Vivre en société, c’est communiquer, se relier à l’autre par la parole ou les gestes. Même silencieux, on communique. Se relier c’est aussi créer une relation dont la qualité varie en intensité à tout moment. Une des grandes difficultés consiste à utiliser les bons mots et un langage non verbal adéquat pour pratiquer une communication non-violente.

La semaine passée, j’ai eu une réunion avec des associés pour le partage des frais de bureau. Je nous revois, chacun essayant de comprendre la vision de l’autre, s’expliquer, demander des explications ou même refuser certaines options. Les questions financières génèrent des discussions délicates. Chacun a ses valeurs, son histoire personnelle et son rapport à l’argent. Nous sommes tous des médiateurs, cela nous aide à éviter les mots ou les phrases provoquant la fermeture. À tout le moins, nous arrêtons avant d’en arriver à une « certaine » violence.

 

La communication non-violente

Depuis 2008, je me forme selon la méthode de communication non violente (CNV) développée par Marshall B. Rosenberg. On la nomme également la communication consciente ou constructive orientée vers les solutions. En 1943, Marshall devint témoin d’une émeute raciale ayant fait une trentaine de victimes. Le petit garçon d’alors grandit aux États-Unis et il ne comprend pas. Deux questions le hantent.  Pourquoi certaines personnes en blessent d’autres à cause de leur nom, de leur religion ou de la couleur de leur peau ? Pourquoi des gens contribuant au bien-être d’autrui coexistent avec des gens dont le but semble de faire du mal aux autres ?

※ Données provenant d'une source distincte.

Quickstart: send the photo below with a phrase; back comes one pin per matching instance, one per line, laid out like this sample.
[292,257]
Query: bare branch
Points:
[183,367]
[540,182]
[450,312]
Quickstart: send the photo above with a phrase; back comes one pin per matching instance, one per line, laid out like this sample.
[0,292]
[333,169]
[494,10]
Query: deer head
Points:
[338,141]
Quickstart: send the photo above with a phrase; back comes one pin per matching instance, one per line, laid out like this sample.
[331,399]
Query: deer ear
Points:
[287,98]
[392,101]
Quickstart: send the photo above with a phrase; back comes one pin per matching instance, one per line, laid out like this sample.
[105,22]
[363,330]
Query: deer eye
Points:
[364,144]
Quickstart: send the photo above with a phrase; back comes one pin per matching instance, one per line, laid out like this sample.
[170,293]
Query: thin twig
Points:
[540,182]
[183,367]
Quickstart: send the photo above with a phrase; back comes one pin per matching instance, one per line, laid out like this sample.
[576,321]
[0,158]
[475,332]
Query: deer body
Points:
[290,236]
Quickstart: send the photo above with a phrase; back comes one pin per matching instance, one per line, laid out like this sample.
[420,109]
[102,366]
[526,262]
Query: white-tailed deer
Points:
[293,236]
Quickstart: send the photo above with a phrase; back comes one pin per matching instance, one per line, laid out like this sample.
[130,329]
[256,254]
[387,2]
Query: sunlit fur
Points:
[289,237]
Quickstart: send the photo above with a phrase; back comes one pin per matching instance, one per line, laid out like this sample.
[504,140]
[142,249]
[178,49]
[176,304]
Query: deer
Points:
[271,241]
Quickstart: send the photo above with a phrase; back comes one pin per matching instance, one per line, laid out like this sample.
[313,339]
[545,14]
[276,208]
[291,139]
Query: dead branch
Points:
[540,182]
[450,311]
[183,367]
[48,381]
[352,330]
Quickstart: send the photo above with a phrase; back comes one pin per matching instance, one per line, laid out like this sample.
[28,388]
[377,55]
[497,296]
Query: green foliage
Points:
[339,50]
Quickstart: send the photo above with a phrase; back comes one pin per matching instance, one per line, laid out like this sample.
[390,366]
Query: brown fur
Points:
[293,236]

Ces questions primordiales l’ont amené : à compléter un doctorat en psychologie, à côtoyer Carl Rogers, à faire des études comparées sur les grandes religions, à étudier et observer des personnes admirables. Petit à petit, il développe sa vision et le premier centre de communication non violente (CNV) s’active en 1960. Aujourd’hui, il y a des centres et des formations en communication non-violente dans 65 pays. La communication non-violente existe depuis plus de 50 ans et elle se définit comme l’œuvre d’une vie.

 

Nos conditionnements millénaires

Qu’a découvert monsieur Rosenberg ? Notre façon de communiquer est souvent connotée de violence. Nous ne sommes pas méchants, bien au contraire, car la communication non-violente mise sur une nature humaine bienveillante et remplie de compassion. Nous sommes conditionnés à communiquer ainsi depuis des millénaires. Vous pensez : « mais je ne suis pas violent dans mes communications. » Je pensais la même chose. Puis j’ai constaté que nous sommes violents dès que nous jugeons l’autre, le conseillons ou le moralisons. C’est encore plus évident si on l’insulte ou le ridiculise. Il m’arrive de communiquer sans bienveillance avec mes enfants. Quand j’ordonne, m’impatiente, critique ou hausse-le ton, je fais preuve d’une « certaine » violence. J’aime mes enfants plus que tout au monde. Mais quelquefois, en raison du stress et de la fatigue, c’est plus difficile. La communication est un réel défi.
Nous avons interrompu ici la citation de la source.